We found something that was causing a problem over the past few months and fixed it.
The problem was that some of our automated clean-up jobs were not completed. The job was running, which is why we weren’t getting any failure notifications, but then it would quietly die and the death was undetected. The clue came while we were assessing site performance and wondering why so many projects had old code fetches. And those old records that hadn’t been cleaned out were dragging database performance down.
We found a number of old jobs that had not been cleaned up and were able to track backwards to those cron jobs.
The fix is in and performance is better. Here is the before and after story:
Check out the scale on the left. It goes up to 1.2 seconds (!!). The average server response time for this period was nearly 800 ms.
K. Now check this out:
Check out the scale now. The max value is about 1/3 of the previous maximum. Current average server times are around 220 ms.
Of course, when we don’t run analysis, the server responds with average times of less than 80 ms, which is where we want to be.

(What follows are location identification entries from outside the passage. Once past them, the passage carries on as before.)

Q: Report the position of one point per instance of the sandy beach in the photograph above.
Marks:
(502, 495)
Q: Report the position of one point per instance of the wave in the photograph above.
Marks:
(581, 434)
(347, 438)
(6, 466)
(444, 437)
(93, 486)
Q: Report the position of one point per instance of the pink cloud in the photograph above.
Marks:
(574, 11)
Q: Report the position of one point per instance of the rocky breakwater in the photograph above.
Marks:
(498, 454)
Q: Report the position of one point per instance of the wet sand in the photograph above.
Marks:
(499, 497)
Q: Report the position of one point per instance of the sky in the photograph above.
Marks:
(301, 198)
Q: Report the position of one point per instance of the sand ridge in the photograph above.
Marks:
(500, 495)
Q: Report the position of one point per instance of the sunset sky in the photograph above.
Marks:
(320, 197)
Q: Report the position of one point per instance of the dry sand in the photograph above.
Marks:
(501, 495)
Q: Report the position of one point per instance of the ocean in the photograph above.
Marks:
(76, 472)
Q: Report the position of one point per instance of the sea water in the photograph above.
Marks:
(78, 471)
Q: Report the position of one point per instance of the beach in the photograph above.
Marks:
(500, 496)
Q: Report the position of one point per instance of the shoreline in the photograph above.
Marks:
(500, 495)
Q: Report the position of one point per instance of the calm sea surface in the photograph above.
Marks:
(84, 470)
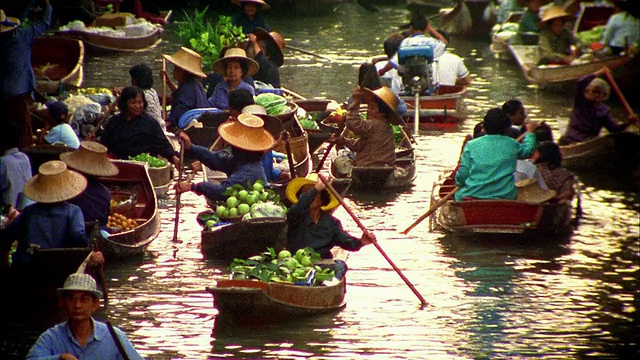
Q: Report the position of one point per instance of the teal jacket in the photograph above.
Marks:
(487, 166)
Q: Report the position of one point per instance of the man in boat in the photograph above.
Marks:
(589, 114)
(17, 80)
(81, 336)
(248, 140)
(310, 223)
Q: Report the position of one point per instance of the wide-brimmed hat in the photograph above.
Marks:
(54, 183)
(263, 5)
(295, 185)
(275, 38)
(8, 23)
(91, 159)
(188, 60)
(530, 191)
(239, 55)
(80, 282)
(247, 133)
(554, 12)
(389, 98)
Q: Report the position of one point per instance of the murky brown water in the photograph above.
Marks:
(558, 299)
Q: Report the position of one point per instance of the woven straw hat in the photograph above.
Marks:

We’ll get there when we separate the Analytics database from the Web Application database later this year.
But first, we’re working on re-enabling new account creation. The initial spike work has been completed and we are reviewing the results. Thanks for your patience and support during this period.
Oh, and another result of fixing the clean up scripts is that outdated projects are now automatically getting caught up as they are supposed to. Sweet.